Accessing and adjusting the Genome Alignment Viewer

  1. Click on the View icon in the upper right corner of the landing page for your job. This will open the Genome Alignment viewer. Figure 21

  2. The default view shows the genomes as rows of linear blocks. The name and ID of each genome is above each block row. Vertical lines indicate that the segment blocks between the genomes are shared, and the lines are similarly colored to the block. A block above or below the other blocks in the row indicates a genomic block that is inverted. Vertical red lines indicate a contig boundary. Figure 22

  3. The order of the genomes can be changed in the visualization by clicking on the up or down arrow directly in front of the genome row. This will move the genome up (or down) in the visualization. Figure 23

  4. Above the visualization are a number of options to alter the view.
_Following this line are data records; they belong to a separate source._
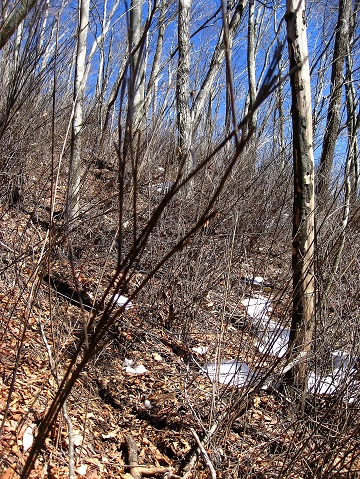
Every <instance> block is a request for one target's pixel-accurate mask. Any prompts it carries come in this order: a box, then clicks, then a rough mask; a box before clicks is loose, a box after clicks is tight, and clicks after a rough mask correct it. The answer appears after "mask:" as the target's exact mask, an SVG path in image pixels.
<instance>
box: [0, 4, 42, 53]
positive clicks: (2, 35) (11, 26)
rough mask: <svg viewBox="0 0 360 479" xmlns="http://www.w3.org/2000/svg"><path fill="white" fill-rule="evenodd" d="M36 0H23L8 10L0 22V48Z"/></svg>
mask: <svg viewBox="0 0 360 479" xmlns="http://www.w3.org/2000/svg"><path fill="white" fill-rule="evenodd" d="M36 3H37V0H23V1H22V2H20V4H19V5H18V6H17V8H13V10H11V11H10V13H9V15H7V16H6V17H5V18H4V20H3V21H2V22H1V24H0V50H1V49H2V48H3V46H4V45H6V43H7V42H8V40H9V39H10V37H11V36H12V34H13V33H14V32H15V30H16V29H17V27H18V26H19V25H20V24H21V22H22V21H23V20H24V18H25V17H26V15H27V14H28V13H29V12H30V10H31V9H32V8H33V7H34V6H35V5H36Z"/></svg>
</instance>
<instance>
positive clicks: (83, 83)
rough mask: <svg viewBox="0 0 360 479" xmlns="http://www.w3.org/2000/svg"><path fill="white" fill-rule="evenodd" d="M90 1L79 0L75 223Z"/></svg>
mask: <svg viewBox="0 0 360 479" xmlns="http://www.w3.org/2000/svg"><path fill="white" fill-rule="evenodd" d="M89 6H90V0H79V33H78V40H77V52H76V65H75V85H74V117H73V122H72V136H71V158H70V171H69V185H68V199H67V220H68V223H73V222H74V220H76V219H77V218H78V215H79V203H80V180H81V130H82V127H83V103H84V90H85V84H84V77H85V61H86V39H87V33H88V25H89Z"/></svg>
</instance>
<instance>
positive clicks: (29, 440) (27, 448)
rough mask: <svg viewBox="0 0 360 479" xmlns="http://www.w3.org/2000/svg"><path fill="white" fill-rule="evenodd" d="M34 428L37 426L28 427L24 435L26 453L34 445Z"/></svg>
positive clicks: (24, 445)
mask: <svg viewBox="0 0 360 479" xmlns="http://www.w3.org/2000/svg"><path fill="white" fill-rule="evenodd" d="M34 427H35V424H31V426H28V427H27V428H26V429H25V431H24V435H23V438H22V441H23V451H24V452H26V451H27V450H28V449H30V447H31V446H32V443H33V441H34Z"/></svg>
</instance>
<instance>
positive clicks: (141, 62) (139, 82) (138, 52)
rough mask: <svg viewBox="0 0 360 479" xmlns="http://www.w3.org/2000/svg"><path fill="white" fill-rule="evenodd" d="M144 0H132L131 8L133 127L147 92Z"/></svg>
mask: <svg viewBox="0 0 360 479" xmlns="http://www.w3.org/2000/svg"><path fill="white" fill-rule="evenodd" d="M142 8H143V0H132V1H131V8H130V47H131V55H130V97H131V99H130V101H131V102H132V105H131V107H132V128H133V131H134V132H135V130H136V129H137V128H138V127H139V125H140V123H141V119H142V116H143V111H142V109H143V104H144V94H145V69H144V61H143V58H144V55H143V54H144V51H143V47H142V46H141V45H140V41H141V37H142V33H143V27H142Z"/></svg>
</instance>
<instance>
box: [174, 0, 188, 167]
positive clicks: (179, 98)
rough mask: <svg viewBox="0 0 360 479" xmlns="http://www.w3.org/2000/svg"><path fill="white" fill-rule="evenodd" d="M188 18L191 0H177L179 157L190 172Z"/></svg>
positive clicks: (177, 118)
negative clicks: (185, 159)
mask: <svg viewBox="0 0 360 479" xmlns="http://www.w3.org/2000/svg"><path fill="white" fill-rule="evenodd" d="M190 16H191V0H179V16H178V46H179V61H178V72H177V79H176V102H177V122H178V135H179V140H178V147H179V157H180V160H181V161H183V160H184V159H186V163H187V166H186V170H187V172H189V171H190V170H191V166H192V165H191V158H190V148H191V137H192V124H191V123H192V122H191V111H190V89H189V85H190Z"/></svg>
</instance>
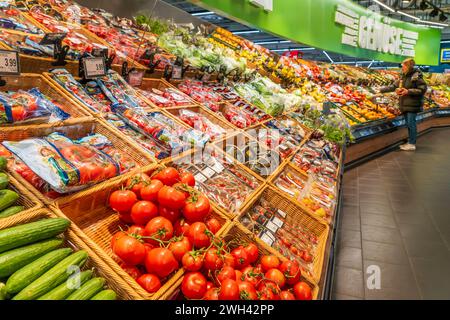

Reset will return the visualization to the original view. The view can be saved as a scaled vector graph (Save SVG). There are also different Options that can be selected, as well as the ability to move along the genome and zoom in to the see the genes called in the genome. Figure 24

  5. Clicking on Options opens a drop-down box that can change the view. Figure 25

  6. Unclicking the box in front of Show Genome ID removes the ID from the end of the names of the genomes. Figure 26

  7. Unclicking the box in front of LCG Connecting Lines will remove the lines that connect the blocks. Figure 27

  8. If the visualization is zoomed in to where the features are visible, unclicking the box in front of Show Features (zoomed) to remove them from the visualization. Figure 28

  9. Unclicking the box in front of Show Contigs will remove the lines that show where the contigs begin and end. Figure 29

  10. You can use the “>” to shift the view to the right, and the “<” to shift it to the left. Using the “+” icon to zoom in, and the “–” icon to zoom out. Zooming in far enough will show the genes that are annotated in that area as grey blocks. Mousing over each block will open a pop-up window that shows the name of that gene and information about it. Figure 30

Source Code

The code used in the BV-BRC service can be found here: https://github.com/PATRIC3/p3_mauve

References

  1. Darling, A.E., B. Mau, and N.T. Perna, progressiveMauve: multiple genome alignment with gene gain, loss and rearrangement. PloS one, 2010. 5(6): p. e11147.